谨嬷嬷在前头走着,无忧便在后头跟着,子佩池央便在更后头跟着,侍女们便跟在更更后头……于是一串人排着长队沿着长廊从西庭逛到了东庭,不晓得的还以为是女装侍卫排着队在巡视。
一路安静的很,无忧本不想率先开口,但实在不晓得这个嬷嬷究竟是什么意思,总不会是一早揪她起来散步吧?终于忍不住斟酌开嗓:“嬷嬷,再往东走就该出宫了。

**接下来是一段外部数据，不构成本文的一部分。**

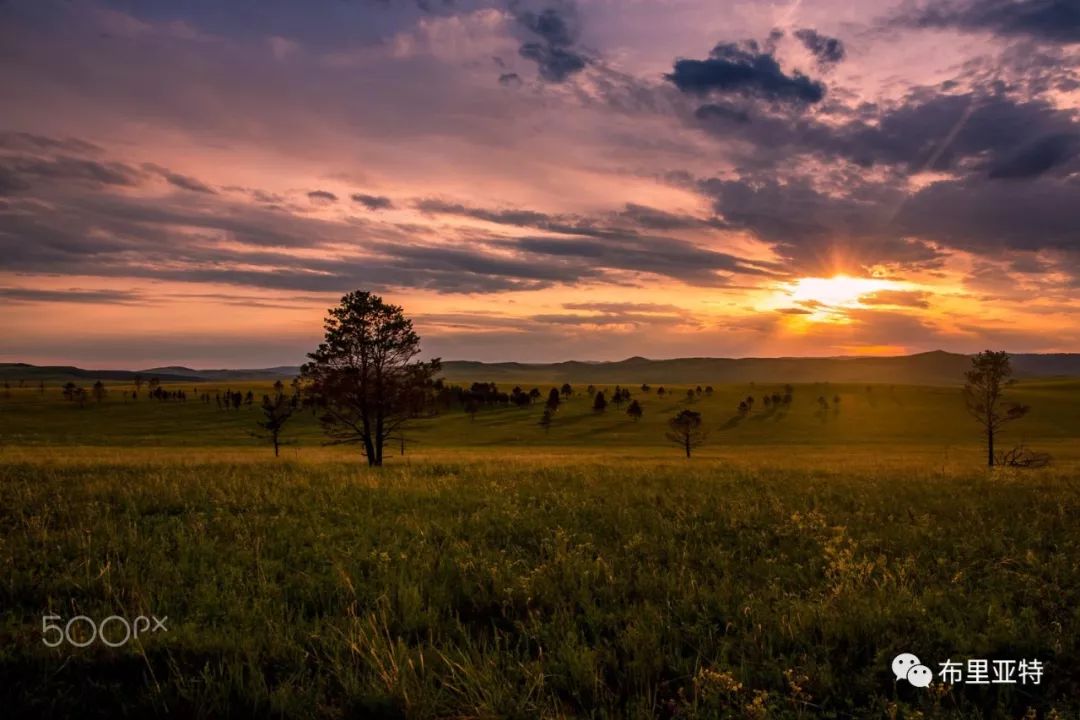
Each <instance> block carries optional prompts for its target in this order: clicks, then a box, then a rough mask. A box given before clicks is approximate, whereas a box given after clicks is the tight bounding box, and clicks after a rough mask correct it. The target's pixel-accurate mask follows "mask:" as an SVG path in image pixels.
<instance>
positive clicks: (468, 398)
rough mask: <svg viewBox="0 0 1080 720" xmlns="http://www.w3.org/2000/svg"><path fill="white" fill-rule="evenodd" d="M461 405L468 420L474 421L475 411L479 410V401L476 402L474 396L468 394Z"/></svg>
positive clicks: (476, 411)
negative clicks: (467, 416)
mask: <svg viewBox="0 0 1080 720" xmlns="http://www.w3.org/2000/svg"><path fill="white" fill-rule="evenodd" d="M462 407H463V408H464V411H465V413H467V415H468V416H469V421H470V422H472V421H475V420H476V412H477V411H478V410H480V403H478V402H476V398H475V397H473V396H472V395H470V396H469V397H467V398H465V402H464V403H463V405H462Z"/></svg>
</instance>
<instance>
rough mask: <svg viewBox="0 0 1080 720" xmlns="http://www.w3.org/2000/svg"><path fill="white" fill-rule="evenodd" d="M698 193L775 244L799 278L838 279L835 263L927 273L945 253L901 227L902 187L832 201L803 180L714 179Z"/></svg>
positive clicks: (868, 186) (842, 194) (886, 187)
mask: <svg viewBox="0 0 1080 720" xmlns="http://www.w3.org/2000/svg"><path fill="white" fill-rule="evenodd" d="M700 189H701V191H702V192H703V193H704V194H706V195H707V196H711V198H712V199H713V201H714V206H715V208H716V210H717V213H718V214H719V215H720V216H721V217H723V218H724V220H725V221H726V222H727V223H729V225H730V226H731V227H733V228H741V229H743V230H746V231H747V232H750V233H752V234H753V235H755V236H756V237H758V239H759V240H761V241H764V242H766V243H769V244H770V245H771V246H772V247H773V249H774V252H775V253H777V254H778V255H780V256H781V257H782V258H784V260H785V261H786V263H788V264H787V268H788V269H789V271H792V272H794V273H800V272H802V273H810V272H836V270H837V268H836V267H835V263H836V262H837V261H842V262H843V263H846V264H848V266H858V267H862V268H869V267H872V266H875V264H879V263H888V264H896V266H900V267H905V268H921V269H926V268H934V267H937V266H939V264H940V263H941V260H942V253H941V252H940V250H939V249H936V248H935V247H933V246H931V245H929V244H927V243H926V242H923V241H922V240H919V239H916V237H912V236H909V235H908V233H905V232H903V231H902V230H901V229H900V228H899V227H897V226H896V225H895V222H894V220H893V218H892V213H891V209H892V208H895V207H896V206H897V204H899V203H900V202H902V201H903V199H904V198H905V194H904V193H903V191H901V190H900V189H897V188H892V187H889V186H877V185H875V186H870V185H867V186H863V187H856V188H853V189H852V191H851V192H850V193H849V194H831V193H828V192H825V191H823V190H820V189H818V188H815V187H814V186H813V185H812V184H811V182H810V181H808V180H807V179H799V178H792V179H788V180H787V181H785V182H782V181H779V180H777V179H775V178H753V179H733V180H728V179H719V178H713V179H708V180H704V181H702V182H701V184H700Z"/></svg>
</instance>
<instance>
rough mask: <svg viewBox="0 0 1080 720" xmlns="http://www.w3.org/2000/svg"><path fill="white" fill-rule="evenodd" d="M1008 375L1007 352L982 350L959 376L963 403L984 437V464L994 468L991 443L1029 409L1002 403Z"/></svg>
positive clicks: (992, 445)
mask: <svg viewBox="0 0 1080 720" xmlns="http://www.w3.org/2000/svg"><path fill="white" fill-rule="evenodd" d="M1012 372H1013V370H1012V363H1011V362H1010V359H1009V354H1008V353H1007V352H1004V351H1000V352H994V351H993V350H986V351H983V352H981V353H978V354H977V355H975V356H974V357H972V358H971V369H970V370H968V371H967V372H964V373H963V377H964V380H966V382H964V384H963V400H964V404H966V405H967V406H968V412H970V413H971V417H973V418H974V419H975V421H976V422H978V424H981V425H982V426H983V431H984V432H985V434H986V464H987V466H989V467H994V461H995V458H994V440H995V439H996V437H997V434H998V432H999V431H1000V430H1001V427H1002V426H1003V425H1004V424H1007V423H1010V422H1012V421H1013V420H1018V419H1020V418H1023V417H1024V416H1025V415H1027V413H1028V411H1029V410H1030V409H1031V408H1029V407H1028V406H1026V405H1020V404H1018V403H1005V400H1004V398H1003V395H1004V389H1005V388H1008V386H1009V385H1011V384H1012V383H1013V382H1014V380H1013V377H1012Z"/></svg>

”
谨嬷嬷只一回头看着她,眼神威严骇人,直盯的无忧浑身起鸡皮疙瘩。厉声道:“我既教你礼数便是你的师父。长辈不开口,怎么轮得到晚辈开口。”
原来这样耗费时间闲逛的用意在此,无忧也是愤愤,奈何人在屋檐下不得不低头。是以低着头听着,时不时点点头,仿佛很受教的样子。
“笙国与我们牧元文化礼仪民风都大相径庭。我们牧元男女平等,女子一样可以入朝为官,参加皇宴。但是他们笙国不一样,女子在家从父,出嫁从夫。在长辈面前更加不可失了礼数。”
无忧似懂非懂的点点头。
“所以殿下可要好好学,您代表的是整个牧元国。学不好,将来不光你会被耻笑,世人还会耻笑我们牧元人一点不懂规矩。”
无忧又点点头。
“你可听明白了?”谨嬷嬷究竟是上了年纪,一串话说下来有些喘。
无忧定睛看着她,摇了摇头。
谨嬷嬷也没指望她一次听懂,毕竟牧元的女儿家是不懂夫为天那套的,“那你有什么不懂大可提问。”
无忧歪着头想了想,抬眼问:“我去了那里还可以骑马射箭逛青楼吗?”
谨嬷嬷淡淡道:“不行,怎么能去那种烟花地方。女儿家去那里叫人知道了会失了名节,名节可比什么都重要。”
无忧也猜到了她这个回答,眼神里还是有一丝失望,相比牧元,笙国才更像她理解中的古代,重男轻女,思想封建。嘟着嘴嗫嚅着开口:“那为什么是让我嫁过去,而不是让叶锦诚娶他们的公主回来。”或者,叶锦诚他“嫁”过去也未尝不可,想到这险些忍俊不禁笑出来。
谨嬷嬷脸开始黑了,道:“因为虽然笙国的国君很想要个女儿,但是他仅有四个儿子,却没有一个女儿。”
无忧摆出一副准备刨根问底的姿态来,不依不饶的凑近问:“为什么会这样,难道是那里水土不好生不出女孩。”
她肯定是故意的。
谨嬷嬷这样想着,脸已经黑如锅底了,本以为她会问一些有关礼仪方面的问题,怎么会越来越偏了,再说下去说不定都要成了枉议皇族,无忧到没事,她被人知道了可是要治罪的。索性不再回答,转身准备走回去。
无忧还偏偏爱揪住不放了,一个劲缠着她,“你怎么不回答了,我好决定要不要一道带个算风水的过去给他们算算,我跟你说张大师算的那叫一个神……”
是她让无忧问的,又不好对她发火,只好匆匆回了去。无忧看着她那模样甚欢喜,一扫方才幽怨,她可得让她明白自己摊上了个什么样的徒弟,小步子追上几步停下喊道:“嬷嬷!师父!你倒是说呀~是不是他们后宫那里的娘娘们……那个张大师……”
底下的宫女们见着了这幕都是强忍着笑,等到谨嬷嬷走远了,池央更是忍不住笑的东倒西歪,子佩戳戳她的手臂要她注意姿态。
无忧心情大好,其实学礼数的日子好像也不是想象中的那么差,毕竟也不知道到底是谁要遭殃了。